EDIT: A lot of you are reading into the tweet while still somehow agreeing with the overall message. No one is saying we should eliminate music programs or that we should teach toddlers about healthcare plans. The tweet is making this thing called a --checks notes-- joke, that also conveys the message that schools could teach more practical skills that young adults will need going forward.
Let’s say I’m married filing separately with a mortgage, student loans, on my wife’s insurance but with my own job where I pay for a Flexible spending account for diabetes supplies. My wife also has student loans, some federal, some private. Let’s say we have a kid and pay for daycare but wife missed open enrollment for dependent care spending account. Maybe we even have our employer cover part of daycare in this scenario, let’s say 25%, but it didn’t kick in until 4 months into the year. Just for fun maybe one of us cashed out an old retirement.

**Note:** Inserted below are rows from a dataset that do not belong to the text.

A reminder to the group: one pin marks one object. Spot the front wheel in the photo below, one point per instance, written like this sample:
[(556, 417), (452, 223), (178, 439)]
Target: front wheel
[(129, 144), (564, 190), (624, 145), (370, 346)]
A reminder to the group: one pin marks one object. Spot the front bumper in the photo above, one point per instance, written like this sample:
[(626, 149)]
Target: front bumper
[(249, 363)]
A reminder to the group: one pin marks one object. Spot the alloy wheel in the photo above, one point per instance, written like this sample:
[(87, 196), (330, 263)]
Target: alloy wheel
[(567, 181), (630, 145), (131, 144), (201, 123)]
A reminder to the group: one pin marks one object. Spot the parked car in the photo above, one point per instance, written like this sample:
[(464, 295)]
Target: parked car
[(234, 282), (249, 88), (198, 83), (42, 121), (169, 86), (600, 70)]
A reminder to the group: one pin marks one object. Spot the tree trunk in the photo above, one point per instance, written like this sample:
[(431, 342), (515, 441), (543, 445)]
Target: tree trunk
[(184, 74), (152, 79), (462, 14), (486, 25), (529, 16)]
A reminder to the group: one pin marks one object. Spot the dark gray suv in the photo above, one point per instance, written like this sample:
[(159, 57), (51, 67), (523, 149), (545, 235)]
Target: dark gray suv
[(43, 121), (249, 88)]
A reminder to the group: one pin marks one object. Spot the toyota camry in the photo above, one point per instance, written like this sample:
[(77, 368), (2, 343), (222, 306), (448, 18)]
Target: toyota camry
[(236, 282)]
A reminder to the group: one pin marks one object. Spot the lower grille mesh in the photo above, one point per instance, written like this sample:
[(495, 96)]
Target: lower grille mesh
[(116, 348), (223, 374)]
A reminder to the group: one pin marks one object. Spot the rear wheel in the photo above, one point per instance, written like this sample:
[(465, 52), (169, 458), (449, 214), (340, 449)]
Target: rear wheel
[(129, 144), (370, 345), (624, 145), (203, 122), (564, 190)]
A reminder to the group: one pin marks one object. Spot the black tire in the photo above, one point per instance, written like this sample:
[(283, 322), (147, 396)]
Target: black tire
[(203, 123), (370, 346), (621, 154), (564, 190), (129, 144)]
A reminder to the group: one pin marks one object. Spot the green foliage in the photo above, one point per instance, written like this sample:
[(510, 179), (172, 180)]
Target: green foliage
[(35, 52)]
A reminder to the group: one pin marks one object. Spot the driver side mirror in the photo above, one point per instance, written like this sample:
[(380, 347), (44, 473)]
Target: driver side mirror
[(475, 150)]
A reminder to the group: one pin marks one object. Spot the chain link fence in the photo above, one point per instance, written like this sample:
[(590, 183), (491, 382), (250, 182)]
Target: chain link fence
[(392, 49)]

How confident are you that you could handle that situation if you had only gotten a “remedial” education? This is not a super unique scenario even.
Pretty confident, because there are instructions for everything, and there are free web based filing systems that will ask you those questions, and put the values in the correct spots. Free Tax Act is one such application. But what you described is far from an average person, filing an average claim. Many of those circumstances are unique.
Free Tax Act is great for filing jointly or as a single person. It absolutely will let you fail extremely hard if you file separately.
Edit: this might not be true I used free tax USA.
Just want to sneak in I admire your faith in people’s ability, whether I agree with it or not.
Oop! Free Tax USA is the one I was thinking of too.
Hehe. Thanks (I think). I have been accused of over-estimating people’s competence on more than one occasion, so I concede that it’s entirely possible that I’m wrong about this subject.